For the same reason, many AI models also have a difficult time producing the right amount of teeth or formulating letters and words into images.
Many publicly available AI image models are also character-blind. They merely attempt to combine lines and curves into something that look like letters, not understanding what they are supposed to mean when put together.
For instance, below is the image to the prompt: “magazine cover that says ‘BEWARE: DOG’ with a photograph of a cool golden retriever with sunglasses at a pool party.”
Three: Insufficient data on hand images
The above examples contain results commonly expected in the more publicly released AI image generation models.
However, as Google researchers and other experts see it, there exists a more concrete resolution to this phenomenon.
Google’s Parti was able to partially address a similar issue by simply incorporating a larger number of parameters — up to a whopping 20 billion.
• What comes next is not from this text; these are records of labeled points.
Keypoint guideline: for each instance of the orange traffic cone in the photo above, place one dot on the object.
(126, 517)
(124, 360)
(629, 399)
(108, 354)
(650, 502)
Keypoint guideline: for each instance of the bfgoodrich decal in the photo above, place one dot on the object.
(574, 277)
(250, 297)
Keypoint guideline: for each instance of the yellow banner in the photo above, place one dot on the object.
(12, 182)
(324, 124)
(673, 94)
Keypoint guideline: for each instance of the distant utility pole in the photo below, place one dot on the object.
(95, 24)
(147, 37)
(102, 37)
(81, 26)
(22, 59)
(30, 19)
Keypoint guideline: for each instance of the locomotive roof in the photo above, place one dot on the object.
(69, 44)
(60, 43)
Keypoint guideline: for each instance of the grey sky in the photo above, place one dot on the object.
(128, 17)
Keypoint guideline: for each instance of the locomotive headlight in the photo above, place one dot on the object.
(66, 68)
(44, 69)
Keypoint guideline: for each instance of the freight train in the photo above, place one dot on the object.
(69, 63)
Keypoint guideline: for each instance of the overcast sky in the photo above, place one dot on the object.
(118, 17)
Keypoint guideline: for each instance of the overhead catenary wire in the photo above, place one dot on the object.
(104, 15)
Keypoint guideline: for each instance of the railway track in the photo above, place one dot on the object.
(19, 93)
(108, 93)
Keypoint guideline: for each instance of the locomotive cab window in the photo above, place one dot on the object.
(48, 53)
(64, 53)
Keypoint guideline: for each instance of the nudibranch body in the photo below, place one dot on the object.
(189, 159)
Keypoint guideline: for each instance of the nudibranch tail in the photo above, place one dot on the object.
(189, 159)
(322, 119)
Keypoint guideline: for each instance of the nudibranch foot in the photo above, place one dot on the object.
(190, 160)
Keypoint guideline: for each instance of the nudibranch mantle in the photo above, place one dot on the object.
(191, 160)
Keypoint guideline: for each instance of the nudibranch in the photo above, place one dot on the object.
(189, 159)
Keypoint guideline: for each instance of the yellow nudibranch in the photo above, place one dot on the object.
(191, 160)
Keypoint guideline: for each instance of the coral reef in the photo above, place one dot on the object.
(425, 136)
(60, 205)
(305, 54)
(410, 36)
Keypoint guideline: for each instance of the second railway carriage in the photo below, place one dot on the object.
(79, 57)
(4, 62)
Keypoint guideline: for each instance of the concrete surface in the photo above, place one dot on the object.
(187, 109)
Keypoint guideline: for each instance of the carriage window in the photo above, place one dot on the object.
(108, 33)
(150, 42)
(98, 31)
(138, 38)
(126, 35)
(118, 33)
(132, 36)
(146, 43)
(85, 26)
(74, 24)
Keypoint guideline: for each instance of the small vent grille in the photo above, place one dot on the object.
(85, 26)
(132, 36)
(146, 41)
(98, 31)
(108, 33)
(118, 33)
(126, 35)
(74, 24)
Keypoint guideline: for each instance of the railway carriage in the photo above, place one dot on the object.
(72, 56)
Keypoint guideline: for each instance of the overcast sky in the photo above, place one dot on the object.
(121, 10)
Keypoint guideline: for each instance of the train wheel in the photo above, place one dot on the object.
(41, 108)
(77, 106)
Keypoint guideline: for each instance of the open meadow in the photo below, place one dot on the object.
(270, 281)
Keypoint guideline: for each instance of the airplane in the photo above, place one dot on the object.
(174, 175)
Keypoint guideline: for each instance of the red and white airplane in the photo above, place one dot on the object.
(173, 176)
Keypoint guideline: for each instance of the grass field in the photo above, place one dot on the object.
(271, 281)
Parti, one of the current state-of-the-art image generation engines, demonstrates an advanced capability to render symbols and texts.
It can be observed that the number of parameters greatly affects the overall quality of the results, including the text.
Under a similar mechanism, incorporating a more comprehensive dataset containing high-quality hand images could improve engine performance.
A Stability AI spokesperson pointed out that human hands tend to be less represented in images compared to human faces, wherein the former is often unclear or shown in smaller sizes.
Associate professor of AI at the University of Florida, Amelia Winger-Bearskin, also says that if every single image of human hands contained a full, perfect shot of hands, then the AI-reproduced versions of hands would also look perfect.
Conclusion
We have looked into the three reasons that contribute to the inability of AI models to emulate convincing human hands.
Each reason is attributed to the challenge presented by 1) the subject, 2) the machine, and 3) the data. There are still active research going on to address the latter two challenges.
Some may argue that because generative AIs are largely based on an algorithm that is still seemingly random to us, luck is an important factor. True enough, the currently available SOTA models can render decent-looking hands when accompanied with multiple attempts of fine-tuning the prompts.
However, being able to generate a typical hand would just be the beginning among many necessary milestones underway in order for a text-to-image model to live up to its name.
Ideally, image-generating models should be able to return results that users intended to bring — from commands like “slender, delicate hands” to “hand with six fingers including an additional thumb.” This milestone presupposes a model trained to have a decent “understanding” on hands, which in turn presupposes a strong foundation backed by an aptly sized initial dataset.
The generative AI in the field of images is expected to be a powerful tool as soon as these points are better addressed.
As a part of this ongoing narrative, Flitto DataLab will continue to keep the conversation going.